Thursday, December 17, 2015

Reality kills satire. Film at 11.

Jon Stewart used to call it Your Moment of Zen: A news item so profoundly bizarre you felt sorry for the folks at the satirical news site The Onion, because its thunder had been stolen yet again by stuff that was (no, we are not kidding) actually real.

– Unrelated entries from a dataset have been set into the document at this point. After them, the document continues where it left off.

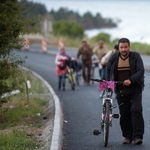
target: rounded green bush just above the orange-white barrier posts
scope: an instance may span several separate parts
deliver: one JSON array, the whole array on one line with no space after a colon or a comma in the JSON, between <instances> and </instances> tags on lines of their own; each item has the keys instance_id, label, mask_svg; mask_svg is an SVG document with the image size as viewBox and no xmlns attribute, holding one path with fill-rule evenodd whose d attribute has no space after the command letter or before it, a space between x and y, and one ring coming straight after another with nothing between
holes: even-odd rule
<instances>
[{"instance_id":1,"label":"rounded green bush just above the orange-white barrier posts","mask_svg":"<svg viewBox=\"0 0 150 150\"><path fill-rule=\"evenodd\" d=\"M84 28L73 21L57 21L53 23L53 33L70 37L83 37Z\"/></svg>"}]
</instances>

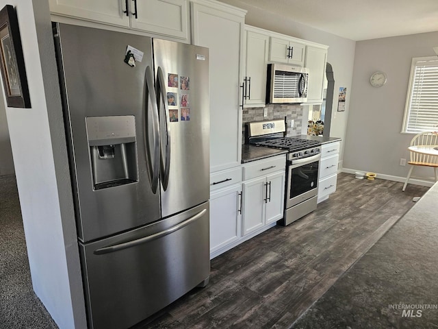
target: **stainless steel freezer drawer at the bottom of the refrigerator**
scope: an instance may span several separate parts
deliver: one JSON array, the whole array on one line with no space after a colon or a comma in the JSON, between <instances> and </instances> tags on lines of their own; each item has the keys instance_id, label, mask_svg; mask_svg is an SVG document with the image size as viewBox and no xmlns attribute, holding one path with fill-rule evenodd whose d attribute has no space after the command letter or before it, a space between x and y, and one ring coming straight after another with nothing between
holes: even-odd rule
<instances>
[{"instance_id":1,"label":"stainless steel freezer drawer at the bottom of the refrigerator","mask_svg":"<svg viewBox=\"0 0 438 329\"><path fill-rule=\"evenodd\" d=\"M209 278L209 203L79 243L90 328L129 328Z\"/></svg>"}]
</instances>

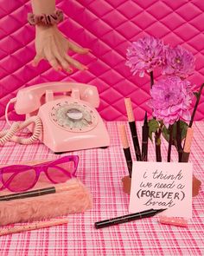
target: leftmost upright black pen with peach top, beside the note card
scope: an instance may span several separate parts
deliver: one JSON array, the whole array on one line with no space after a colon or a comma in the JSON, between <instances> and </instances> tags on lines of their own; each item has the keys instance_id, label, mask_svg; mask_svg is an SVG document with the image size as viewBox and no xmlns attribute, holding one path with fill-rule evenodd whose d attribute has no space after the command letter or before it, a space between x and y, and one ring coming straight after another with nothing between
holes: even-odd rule
<instances>
[{"instance_id":1,"label":"leftmost upright black pen with peach top, beside the note card","mask_svg":"<svg viewBox=\"0 0 204 256\"><path fill-rule=\"evenodd\" d=\"M124 125L119 125L118 130L119 130L120 139L122 141L122 145L123 145L123 148L124 148L124 156L125 156L125 160L126 160L126 163L127 163L129 176L131 178L131 171L132 171L131 150L130 150L130 147L129 147L127 134L126 134Z\"/></svg>"}]
</instances>

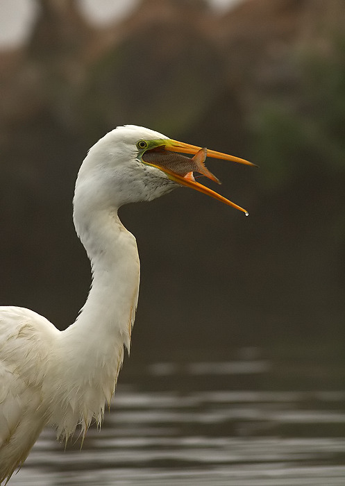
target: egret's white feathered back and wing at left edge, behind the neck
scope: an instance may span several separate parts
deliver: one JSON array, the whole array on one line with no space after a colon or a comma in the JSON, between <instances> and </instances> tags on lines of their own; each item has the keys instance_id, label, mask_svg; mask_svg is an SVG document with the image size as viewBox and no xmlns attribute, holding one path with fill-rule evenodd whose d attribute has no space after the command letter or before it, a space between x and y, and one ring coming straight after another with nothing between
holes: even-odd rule
<instances>
[{"instance_id":1,"label":"egret's white feathered back and wing at left edge, behind the neck","mask_svg":"<svg viewBox=\"0 0 345 486\"><path fill-rule=\"evenodd\" d=\"M0 483L24 462L49 419L43 383L58 333L32 310L0 306Z\"/></svg>"}]
</instances>

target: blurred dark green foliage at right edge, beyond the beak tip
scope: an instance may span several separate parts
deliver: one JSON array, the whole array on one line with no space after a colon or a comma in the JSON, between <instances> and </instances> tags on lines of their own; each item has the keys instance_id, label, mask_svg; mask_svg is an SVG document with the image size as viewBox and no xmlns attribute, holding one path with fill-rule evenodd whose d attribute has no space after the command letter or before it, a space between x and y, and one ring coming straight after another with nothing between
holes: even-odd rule
<instances>
[{"instance_id":1,"label":"blurred dark green foliage at right edge, beyond the beak tip","mask_svg":"<svg viewBox=\"0 0 345 486\"><path fill-rule=\"evenodd\" d=\"M334 48L295 55L294 85L256 107L253 153L265 161L263 183L272 189L308 171L345 176L345 36Z\"/></svg>"}]
</instances>

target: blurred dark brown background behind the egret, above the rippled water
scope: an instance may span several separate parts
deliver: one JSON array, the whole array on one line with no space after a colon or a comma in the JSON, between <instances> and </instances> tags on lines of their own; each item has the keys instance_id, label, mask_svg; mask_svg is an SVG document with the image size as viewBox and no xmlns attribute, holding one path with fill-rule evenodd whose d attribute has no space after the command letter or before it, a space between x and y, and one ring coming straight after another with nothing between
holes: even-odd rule
<instances>
[{"instance_id":1,"label":"blurred dark brown background behind the egret, above the rippled water","mask_svg":"<svg viewBox=\"0 0 345 486\"><path fill-rule=\"evenodd\" d=\"M342 360L345 3L144 0L95 28L41 1L28 42L0 53L0 302L58 328L90 266L74 233L78 168L122 124L247 158L208 160L244 217L181 188L121 208L142 280L133 355L260 346ZM192 353L192 351L190 351Z\"/></svg>"}]
</instances>

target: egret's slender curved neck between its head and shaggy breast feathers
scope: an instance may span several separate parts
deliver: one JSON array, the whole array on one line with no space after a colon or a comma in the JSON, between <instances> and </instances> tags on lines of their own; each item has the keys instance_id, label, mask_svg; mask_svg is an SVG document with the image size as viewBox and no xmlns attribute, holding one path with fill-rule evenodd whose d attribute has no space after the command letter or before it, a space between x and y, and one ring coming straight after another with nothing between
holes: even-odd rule
<instances>
[{"instance_id":1,"label":"egret's slender curved neck between its head and shaggy breast feathers","mask_svg":"<svg viewBox=\"0 0 345 486\"><path fill-rule=\"evenodd\" d=\"M90 258L92 285L71 333L100 342L109 339L129 349L140 280L135 237L121 224L117 211L98 212L78 233Z\"/></svg>"}]
</instances>

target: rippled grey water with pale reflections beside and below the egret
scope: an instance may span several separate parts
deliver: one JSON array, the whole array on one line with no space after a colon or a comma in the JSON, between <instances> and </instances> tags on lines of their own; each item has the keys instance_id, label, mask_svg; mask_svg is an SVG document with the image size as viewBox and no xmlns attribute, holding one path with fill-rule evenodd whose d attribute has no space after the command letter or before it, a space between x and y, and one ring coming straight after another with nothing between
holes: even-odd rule
<instances>
[{"instance_id":1,"label":"rippled grey water with pale reflections beside and below the egret","mask_svg":"<svg viewBox=\"0 0 345 486\"><path fill-rule=\"evenodd\" d=\"M101 432L65 452L44 430L10 484L344 486L345 391L315 370L253 357L122 371Z\"/></svg>"}]
</instances>

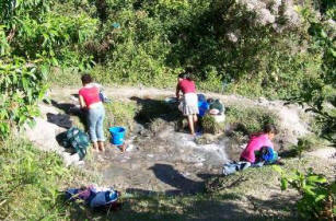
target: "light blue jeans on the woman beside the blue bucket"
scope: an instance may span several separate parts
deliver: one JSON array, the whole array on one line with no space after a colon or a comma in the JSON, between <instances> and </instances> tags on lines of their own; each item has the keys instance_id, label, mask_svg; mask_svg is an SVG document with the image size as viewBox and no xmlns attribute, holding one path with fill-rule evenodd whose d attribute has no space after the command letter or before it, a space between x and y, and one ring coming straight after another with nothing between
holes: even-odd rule
<instances>
[{"instance_id":1,"label":"light blue jeans on the woman beside the blue bucket","mask_svg":"<svg viewBox=\"0 0 336 221\"><path fill-rule=\"evenodd\" d=\"M105 109L103 104L88 112L89 135L92 142L105 141L104 137Z\"/></svg>"}]
</instances>

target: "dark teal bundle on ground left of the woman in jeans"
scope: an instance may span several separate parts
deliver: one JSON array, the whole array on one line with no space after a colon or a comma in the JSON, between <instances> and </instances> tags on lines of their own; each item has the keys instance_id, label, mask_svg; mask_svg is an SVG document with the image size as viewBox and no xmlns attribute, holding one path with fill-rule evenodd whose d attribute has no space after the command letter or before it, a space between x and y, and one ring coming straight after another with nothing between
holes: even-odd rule
<instances>
[{"instance_id":1,"label":"dark teal bundle on ground left of the woman in jeans","mask_svg":"<svg viewBox=\"0 0 336 221\"><path fill-rule=\"evenodd\" d=\"M86 155L86 149L90 144L89 136L77 127L71 127L63 140L63 147L72 148L76 153L79 154L82 160Z\"/></svg>"}]
</instances>

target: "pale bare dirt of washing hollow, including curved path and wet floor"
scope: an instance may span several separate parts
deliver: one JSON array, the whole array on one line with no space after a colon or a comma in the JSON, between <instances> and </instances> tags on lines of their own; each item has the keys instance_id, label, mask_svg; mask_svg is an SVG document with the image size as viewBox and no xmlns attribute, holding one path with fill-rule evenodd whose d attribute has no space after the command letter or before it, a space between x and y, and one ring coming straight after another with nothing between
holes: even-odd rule
<instances>
[{"instance_id":1,"label":"pale bare dirt of washing hollow, including curved path and wet floor","mask_svg":"<svg viewBox=\"0 0 336 221\"><path fill-rule=\"evenodd\" d=\"M77 105L76 94L78 89L51 89L48 96L59 104ZM174 96L170 90L137 89L137 88L108 88L106 94L114 101L129 102L131 97L163 98ZM223 104L241 106L257 106L273 111L279 117L282 133L276 140L278 146L296 143L297 138L309 135L309 125L305 121L304 111L297 105L283 105L282 101L267 101L265 98L250 100L236 95L222 95L206 93L207 97L220 98ZM62 107L67 107L62 106ZM63 108L62 108L63 109ZM221 165L230 160L237 160L240 152L245 147L230 137L209 136L209 144L198 144L197 139L186 132L177 132L174 124L165 121L158 131L152 132L139 123L135 123L135 130L127 135L127 149L120 153L118 147L107 142L104 153L90 152L83 162L78 161L67 153L57 143L55 137L65 131L46 121L47 113L62 113L59 106L40 104L42 117L37 119L37 126L27 131L28 138L45 151L56 151L65 159L67 165L74 164L88 174L99 177L99 183L104 186L113 186L126 193L135 194L197 194L205 188L205 182L209 177L221 174ZM77 116L72 116L73 119ZM78 120L78 119L77 119ZM76 120L74 120L76 121ZM48 129L45 129L48 128ZM34 138L34 139L32 139ZM279 149L279 148L278 148ZM335 151L333 149L317 150L316 154L323 166L335 168ZM271 191L260 188L251 193L250 198L236 201L241 207L246 206L253 211L251 197L263 199L290 197L292 193L283 196L277 181L273 181ZM263 208L259 206L259 208ZM220 209L220 208L218 208ZM228 209L228 208L227 208ZM277 216L275 213L275 216Z\"/></svg>"}]
</instances>

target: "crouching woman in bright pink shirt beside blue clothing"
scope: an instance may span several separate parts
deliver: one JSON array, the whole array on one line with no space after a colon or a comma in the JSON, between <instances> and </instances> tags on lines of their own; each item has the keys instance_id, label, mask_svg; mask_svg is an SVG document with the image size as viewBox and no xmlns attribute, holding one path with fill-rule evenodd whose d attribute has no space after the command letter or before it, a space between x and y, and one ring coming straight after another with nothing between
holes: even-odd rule
<instances>
[{"instance_id":1,"label":"crouching woman in bright pink shirt beside blue clothing","mask_svg":"<svg viewBox=\"0 0 336 221\"><path fill-rule=\"evenodd\" d=\"M266 124L264 126L264 132L251 136L247 147L241 154L241 161L247 161L255 163L255 151L259 151L263 147L269 147L274 149L271 140L277 133L277 129L274 125Z\"/></svg>"}]
</instances>

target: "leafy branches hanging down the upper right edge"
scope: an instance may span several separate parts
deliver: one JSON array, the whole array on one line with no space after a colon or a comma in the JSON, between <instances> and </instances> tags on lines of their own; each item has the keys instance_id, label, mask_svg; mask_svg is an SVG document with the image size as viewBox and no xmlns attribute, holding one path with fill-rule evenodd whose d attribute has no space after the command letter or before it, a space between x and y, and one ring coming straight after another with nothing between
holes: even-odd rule
<instances>
[{"instance_id":1,"label":"leafy branches hanging down the upper right edge","mask_svg":"<svg viewBox=\"0 0 336 221\"><path fill-rule=\"evenodd\" d=\"M326 22L329 14L336 10L335 3L321 1L324 11L322 16L317 16L312 9L314 4L308 1L298 11L302 14L308 24L308 33L311 37L310 54L321 57L321 68L317 70L317 77L305 79L304 90L297 96L291 97L291 102L308 104L308 112L316 114L316 119L322 124L321 136L332 143L336 143L336 45L335 30ZM318 4L317 4L318 5Z\"/></svg>"}]
</instances>

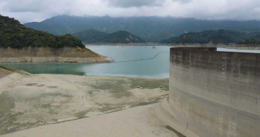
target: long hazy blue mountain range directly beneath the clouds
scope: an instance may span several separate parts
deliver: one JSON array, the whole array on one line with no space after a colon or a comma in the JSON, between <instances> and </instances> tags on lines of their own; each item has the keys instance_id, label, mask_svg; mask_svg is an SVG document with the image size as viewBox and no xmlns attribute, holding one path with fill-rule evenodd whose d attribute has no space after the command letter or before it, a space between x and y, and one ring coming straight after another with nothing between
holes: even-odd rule
<instances>
[{"instance_id":1,"label":"long hazy blue mountain range directly beneath the clouds","mask_svg":"<svg viewBox=\"0 0 260 137\"><path fill-rule=\"evenodd\" d=\"M200 20L195 18L175 17L77 17L59 15L42 22L30 22L26 27L47 31L55 35L73 34L86 29L102 32L126 30L146 42L159 42L178 36L184 32L203 30L232 29L243 32L260 31L260 21Z\"/></svg>"}]
</instances>

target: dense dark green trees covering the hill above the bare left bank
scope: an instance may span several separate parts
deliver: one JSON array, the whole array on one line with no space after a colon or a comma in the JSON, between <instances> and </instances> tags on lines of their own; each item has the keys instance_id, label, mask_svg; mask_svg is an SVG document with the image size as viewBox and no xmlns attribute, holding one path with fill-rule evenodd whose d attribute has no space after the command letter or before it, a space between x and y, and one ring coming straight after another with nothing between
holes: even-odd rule
<instances>
[{"instance_id":1,"label":"dense dark green trees covering the hill above the bare left bank","mask_svg":"<svg viewBox=\"0 0 260 137\"><path fill-rule=\"evenodd\" d=\"M26 28L18 20L0 15L0 47L81 47L82 42L72 35L56 36L47 32Z\"/></svg>"}]
</instances>

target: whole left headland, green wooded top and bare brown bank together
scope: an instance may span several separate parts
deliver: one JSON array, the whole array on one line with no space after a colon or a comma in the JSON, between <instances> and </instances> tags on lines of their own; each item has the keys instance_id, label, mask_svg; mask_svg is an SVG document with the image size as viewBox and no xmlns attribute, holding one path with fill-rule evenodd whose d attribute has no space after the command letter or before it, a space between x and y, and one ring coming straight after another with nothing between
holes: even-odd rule
<instances>
[{"instance_id":1,"label":"whole left headland, green wooded top and bare brown bank together","mask_svg":"<svg viewBox=\"0 0 260 137\"><path fill-rule=\"evenodd\" d=\"M0 62L110 62L70 34L57 36L26 28L0 15Z\"/></svg>"}]
</instances>

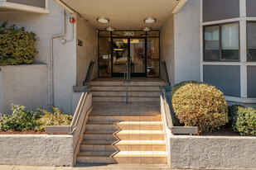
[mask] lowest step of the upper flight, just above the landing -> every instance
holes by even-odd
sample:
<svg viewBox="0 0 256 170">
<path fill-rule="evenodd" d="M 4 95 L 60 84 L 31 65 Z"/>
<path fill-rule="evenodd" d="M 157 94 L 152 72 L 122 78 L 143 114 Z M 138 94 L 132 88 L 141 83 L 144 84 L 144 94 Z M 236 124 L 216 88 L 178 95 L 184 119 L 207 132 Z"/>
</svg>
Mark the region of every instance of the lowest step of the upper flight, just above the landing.
<svg viewBox="0 0 256 170">
<path fill-rule="evenodd" d="M 126 97 L 93 96 L 93 102 L 126 102 Z M 160 102 L 160 97 L 128 97 L 128 102 Z"/>
</svg>

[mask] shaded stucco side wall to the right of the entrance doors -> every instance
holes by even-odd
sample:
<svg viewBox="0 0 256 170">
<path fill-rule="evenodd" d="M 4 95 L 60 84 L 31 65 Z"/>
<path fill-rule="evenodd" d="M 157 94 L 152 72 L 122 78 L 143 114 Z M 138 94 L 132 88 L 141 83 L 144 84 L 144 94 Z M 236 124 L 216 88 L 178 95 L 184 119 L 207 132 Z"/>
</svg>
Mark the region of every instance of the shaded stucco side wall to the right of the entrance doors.
<svg viewBox="0 0 256 170">
<path fill-rule="evenodd" d="M 171 86 L 174 85 L 175 70 L 174 70 L 174 16 L 171 15 L 168 21 L 160 30 L 160 52 L 161 61 L 167 64 L 167 72 Z"/>
</svg>

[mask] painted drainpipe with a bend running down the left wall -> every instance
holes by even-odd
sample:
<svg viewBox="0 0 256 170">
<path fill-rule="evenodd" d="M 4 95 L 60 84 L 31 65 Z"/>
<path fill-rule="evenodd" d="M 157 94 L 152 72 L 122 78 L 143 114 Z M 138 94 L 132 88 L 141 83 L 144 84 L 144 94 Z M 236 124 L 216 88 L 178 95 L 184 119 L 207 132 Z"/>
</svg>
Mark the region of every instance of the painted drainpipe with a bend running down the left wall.
<svg viewBox="0 0 256 170">
<path fill-rule="evenodd" d="M 60 34 L 51 35 L 51 106 L 54 106 L 54 59 L 53 59 L 53 40 L 65 35 L 65 9 L 63 9 L 62 15 L 62 32 Z"/>
</svg>

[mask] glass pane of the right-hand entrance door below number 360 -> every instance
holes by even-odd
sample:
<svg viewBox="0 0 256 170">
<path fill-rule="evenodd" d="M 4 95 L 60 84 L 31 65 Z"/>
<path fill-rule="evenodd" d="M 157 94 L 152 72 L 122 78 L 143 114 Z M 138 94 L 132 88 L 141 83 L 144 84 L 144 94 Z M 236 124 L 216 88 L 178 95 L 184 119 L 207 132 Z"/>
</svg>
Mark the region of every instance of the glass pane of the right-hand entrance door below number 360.
<svg viewBox="0 0 256 170">
<path fill-rule="evenodd" d="M 145 39 L 130 39 L 131 73 L 146 73 L 145 49 Z"/>
</svg>

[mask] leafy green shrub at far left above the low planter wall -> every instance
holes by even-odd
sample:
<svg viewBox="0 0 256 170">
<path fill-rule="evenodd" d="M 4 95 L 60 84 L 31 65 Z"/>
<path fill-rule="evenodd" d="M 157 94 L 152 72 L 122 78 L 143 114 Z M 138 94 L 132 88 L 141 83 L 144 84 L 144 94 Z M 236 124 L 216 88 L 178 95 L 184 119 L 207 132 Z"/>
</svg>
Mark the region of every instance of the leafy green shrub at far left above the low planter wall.
<svg viewBox="0 0 256 170">
<path fill-rule="evenodd" d="M 0 130 L 33 130 L 38 126 L 37 114 L 32 111 L 26 111 L 25 106 L 14 105 L 12 106 L 12 115 L 0 115 Z"/>
</svg>

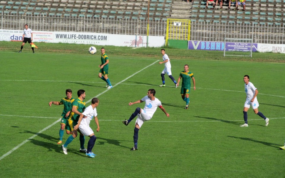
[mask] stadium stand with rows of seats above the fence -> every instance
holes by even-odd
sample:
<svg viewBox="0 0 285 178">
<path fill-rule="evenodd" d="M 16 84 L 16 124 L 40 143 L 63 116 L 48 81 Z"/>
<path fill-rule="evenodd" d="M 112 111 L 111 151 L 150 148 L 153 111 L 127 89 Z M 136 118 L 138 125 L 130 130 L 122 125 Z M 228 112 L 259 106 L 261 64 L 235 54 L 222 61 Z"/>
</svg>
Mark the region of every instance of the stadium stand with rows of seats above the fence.
<svg viewBox="0 0 285 178">
<path fill-rule="evenodd" d="M 205 8 L 206 0 L 187 3 L 181 0 L 150 0 L 149 17 L 166 20 L 167 18 L 191 19 L 196 22 L 229 23 L 285 23 L 285 0 L 247 0 L 246 11 L 243 7 L 232 5 L 228 10 L 228 1 L 222 8 L 219 5 Z M 210 9 L 213 8 L 213 9 Z M 101 17 L 110 19 L 148 18 L 148 0 L 26 0 L 0 1 L 0 10 L 4 14 L 31 15 L 35 12 L 57 17 Z M 50 14 L 50 12 L 52 14 Z"/>
</svg>

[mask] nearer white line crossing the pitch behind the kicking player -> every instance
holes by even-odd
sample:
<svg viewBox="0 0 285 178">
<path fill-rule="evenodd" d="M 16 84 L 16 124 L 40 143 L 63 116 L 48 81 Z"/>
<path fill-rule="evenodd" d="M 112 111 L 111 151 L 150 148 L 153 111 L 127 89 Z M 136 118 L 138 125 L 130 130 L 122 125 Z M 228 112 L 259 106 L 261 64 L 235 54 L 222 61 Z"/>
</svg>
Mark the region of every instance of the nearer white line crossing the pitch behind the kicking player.
<svg viewBox="0 0 285 178">
<path fill-rule="evenodd" d="M 0 114 L 0 116 L 9 116 L 9 117 L 34 117 L 34 118 L 44 118 L 44 119 L 57 119 L 57 117 L 36 117 L 36 116 L 20 116 L 20 115 L 2 115 Z M 270 120 L 272 119 L 285 119 L 285 117 L 273 117 L 273 118 L 269 118 Z M 121 122 L 121 120 L 102 120 L 99 119 L 100 121 L 110 121 L 110 122 Z M 264 119 L 248 119 L 248 120 L 264 120 Z M 240 120 L 149 120 L 148 122 L 222 122 L 222 121 L 244 121 L 243 119 Z M 56 122 L 59 122 L 59 120 L 57 120 Z M 43 130 L 44 131 L 44 130 Z M 40 132 L 39 132 L 40 133 Z"/>
</svg>

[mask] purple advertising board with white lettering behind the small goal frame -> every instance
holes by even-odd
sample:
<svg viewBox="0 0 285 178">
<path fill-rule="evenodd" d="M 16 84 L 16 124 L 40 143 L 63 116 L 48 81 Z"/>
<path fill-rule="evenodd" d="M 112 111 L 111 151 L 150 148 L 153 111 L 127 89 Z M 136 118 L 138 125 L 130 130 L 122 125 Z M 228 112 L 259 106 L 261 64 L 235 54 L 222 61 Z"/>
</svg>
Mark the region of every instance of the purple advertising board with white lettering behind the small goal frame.
<svg viewBox="0 0 285 178">
<path fill-rule="evenodd" d="M 189 50 L 212 50 L 212 51 L 250 51 L 250 43 L 242 42 L 208 42 L 208 41 L 188 41 Z M 257 43 L 252 43 L 252 52 L 257 52 Z"/>
</svg>

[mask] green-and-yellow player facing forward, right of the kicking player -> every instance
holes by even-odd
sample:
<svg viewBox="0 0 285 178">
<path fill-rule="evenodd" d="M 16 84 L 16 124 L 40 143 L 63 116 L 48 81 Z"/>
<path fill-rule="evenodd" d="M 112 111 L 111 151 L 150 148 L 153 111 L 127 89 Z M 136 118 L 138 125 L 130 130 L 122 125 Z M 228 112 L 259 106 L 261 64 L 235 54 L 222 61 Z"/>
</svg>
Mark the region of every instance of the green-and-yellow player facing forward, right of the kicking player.
<svg viewBox="0 0 285 178">
<path fill-rule="evenodd" d="M 189 66 L 186 64 L 184 65 L 184 71 L 180 72 L 179 78 L 177 80 L 177 87 L 179 86 L 180 79 L 182 78 L 182 86 L 181 86 L 181 97 L 184 101 L 186 101 L 185 109 L 188 109 L 189 106 L 189 94 L 191 88 L 191 79 L 193 80 L 194 90 L 196 90 L 194 74 L 190 72 Z"/>
</svg>

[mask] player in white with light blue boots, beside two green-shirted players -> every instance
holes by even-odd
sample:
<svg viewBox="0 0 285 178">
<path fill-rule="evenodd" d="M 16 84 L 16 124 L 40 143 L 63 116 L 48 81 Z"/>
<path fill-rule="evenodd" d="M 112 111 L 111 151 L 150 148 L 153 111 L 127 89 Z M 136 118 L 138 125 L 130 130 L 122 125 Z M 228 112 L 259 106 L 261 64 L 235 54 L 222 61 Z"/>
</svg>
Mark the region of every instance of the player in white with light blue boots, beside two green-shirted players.
<svg viewBox="0 0 285 178">
<path fill-rule="evenodd" d="M 91 158 L 94 158 L 96 156 L 92 152 L 92 148 L 94 147 L 94 144 L 96 141 L 96 136 L 94 135 L 94 132 L 90 128 L 89 124 L 90 124 L 90 121 L 92 120 L 92 118 L 94 116 L 95 123 L 97 125 L 96 131 L 99 132 L 100 127 L 99 127 L 99 122 L 98 122 L 98 118 L 97 118 L 97 111 L 96 111 L 96 107 L 98 106 L 98 104 L 99 104 L 98 98 L 92 98 L 91 105 L 88 106 L 84 110 L 84 112 L 80 115 L 80 117 L 78 119 L 77 125 L 74 126 L 75 130 L 77 130 L 79 128 L 80 132 L 83 135 L 90 137 L 90 140 L 89 140 L 88 146 L 87 146 L 86 155 L 91 157 Z"/>
</svg>

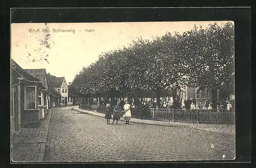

And so to today, when this happened.

No, really. This happened.

Vladimir Putin really did say defrocked FIFA czar Sepp Blatter, the most corrupt man in sports,
 should win a Nobel Prize.

"I believe that people like Mr. Blatter, the heads of major international sports federations, deserve special attention and gratitude from public organizations," Putin said. "If anyone should be awarded Nobel Prizes, it is these people."
 
Bizarre as that statement is, it should not have surprised anyone. Putin has been in Blatter's corner since FIFA picked Russia to host the 2018 World Cup. He doesn't think the man is corrupt at all. Then again, we're talking about Putin, so there's a pretty high tolerance at work here. What the rest of the world calls corruption (bribery, extortion, all that good stuff) Putin simply sees as the way things get done.
 
Besides, did we mention FIFA picked Russia to host the 2018 World Cup? Oh, we did?
 
Well, I'm sure Putin's fondness for Sepp has nothing whatever to do with that.
 
His pounding the drums for a Nobel Prize for his bestie does, however, invite some intriguing Nobel possibilities not previously entertained.
 
For the Nobel Peace Prize: Whatever raving lunatic is running ISIS these days, on the grounds that no one wants a Piece of everyone else in the entire world the way he does.
 
For the Nobel Prize for Literature: Hiram P. Fudderman of Squirrel Droppings, North Dakota, for his Wal-Mart shopping list, hailed as a "riveting blend of pathos, wry humor and bitter loss involving the protagonist's increasingly desperate search for Archway Coconut Macaroons and Crisco Lite."
 
And finally ...
 
For the Nobel Prize for Economics, the resident of Woodland, N.C. who, in a debate over a proposed solar farm, said it wouldn't be worth the savings because he feared the solar panels would "suck up all the energy from the sun."

 And, no, I'm not making that one up, either.